System Usability Testing (NFR2)

- Choice: The system should achieve a System Usability Scale (SUS) score of 70+ based on at least 5 target users.
  - Rationale: This ensures that the system is usable, as evaluated by a group of users.
  - Validation Criteria:
    - First-time users find the interface easy to use without assistance in >70\% of cases (SUS)
    - 80\% of users rate UI intuitiveness as "good" or "excellent" (SUS)
  - Implementation Considerations:
    - Implement clean, intuitive UI. Rely on established UX design patterns by using Gradio components.
  - Related Requirements:
    - FR1.3 (Search Results)
    - FR1.5 (Context)
    - FR1.6 (Chat)

User Interface Security (NFR3)

- Choice: The system should sanitize user search query inputs to prevent Cross-Site Scripting (XSS) attacks.
  - Validation Criteria:
    - 100\% of malformed/malicious URLs rejected before processing
  - Implementation Considerations:
    - Validate repository URLs against known valid patterns.
    - Test against standard Github URLs.
  - Related Requirements:
    - FR1.1 (Repository Input)
    - FR1.2 (Search)
    - FR1.6 (Chat)

Embedding Visualization Requirement (NFR4)

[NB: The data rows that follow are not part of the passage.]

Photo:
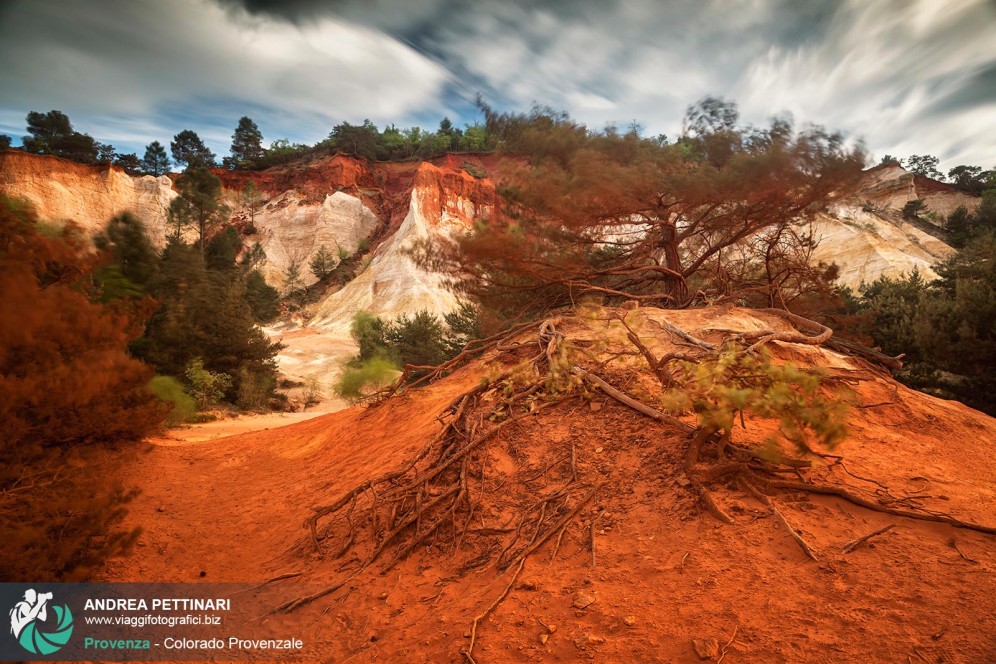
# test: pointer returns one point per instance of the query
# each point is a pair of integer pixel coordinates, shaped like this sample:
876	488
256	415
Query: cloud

- Choice: A 2D visualization tool will display code embeddings to help analyze and improve indexing and search.
  - Validation Criteria:
    - Visualization correctly clusters similar code types.
    - Report analysis identifies strategies for improving search quality.
  - Implementation Considerations:
    - Implement dimension reduction techniques (t-SNE, UMAP) for 2D visualization.
    - Used to make informed decisions about the search quality.
  - Related Requirements:
    - FR2.2 (Code Indexing)
    - FR2.3 (Vector Database)

Scala Implementation Requirement (IR1)

- Choice: The system should be implemented in Scala, following functional programming principles.
  - Success Criteria:
    - Scala tools are used to ensure consisent.
    - Functional programming patterns are used to ensure consistent code quality.
  - Implementation Considerations:
    - Use appropriate abstraction mechanisms (strategies, factories, memoization, etc.)
    - Implement error handling using functional approaches (Try, Option)
  - Related Requirements:
    - FR2.2 (Code Indexing)
    - FR2.3 (Vector Database)
    - FR2.4 (LLM Integration)

Qdrant Vector Database Requirement (IR2)

- Choice: The system should use Qdrant as the vector database for code embeddings.
  - Rationale: Qdrant provides efficient vector search capabilities with filtering options needed for code search.
  - Validation Criteria:
    - Qdrant client wrapper handles all required vector operations.
    - Collection schemas designed for code embeddings and text embeddings.
  - Implementation Considerations:
    - Implement the AIServices wrapper around the Qdrant module. Configure distance metrics.
  - Related Requirements:
    - FR2.3 (Vector Database)
    - NFR1 (Performance)

Ollama Integration Requirement (IR3)

- Choice: The system should integrate with Ollama for LLM functionalities.
  - Rationale: Ollama provides locally-hosted LLM models, yielding good privacy and reduced latency.
  - Success Criteria:
    - The application successfully communicates with Ollama.
  - Implementation Considerations:
    - Implement the AIServices wrapper around the Ollama module.
    - Use prompt templates optimized for code understanding.
  - Related Requirements:
    - FR1.6 (Chat)
    - FR2.4 (LLM Integration)
    - NFR1 (Performance)

Layered Architecture (IR4)

- Choice: The system should follow a layered architecture approach, ensuring better modularity.
  - Success Criteria:
    - All components separated into Presentation, Application, Domain, and Infrastructure layers.
    - The separation is assessed via ArchUnit tests.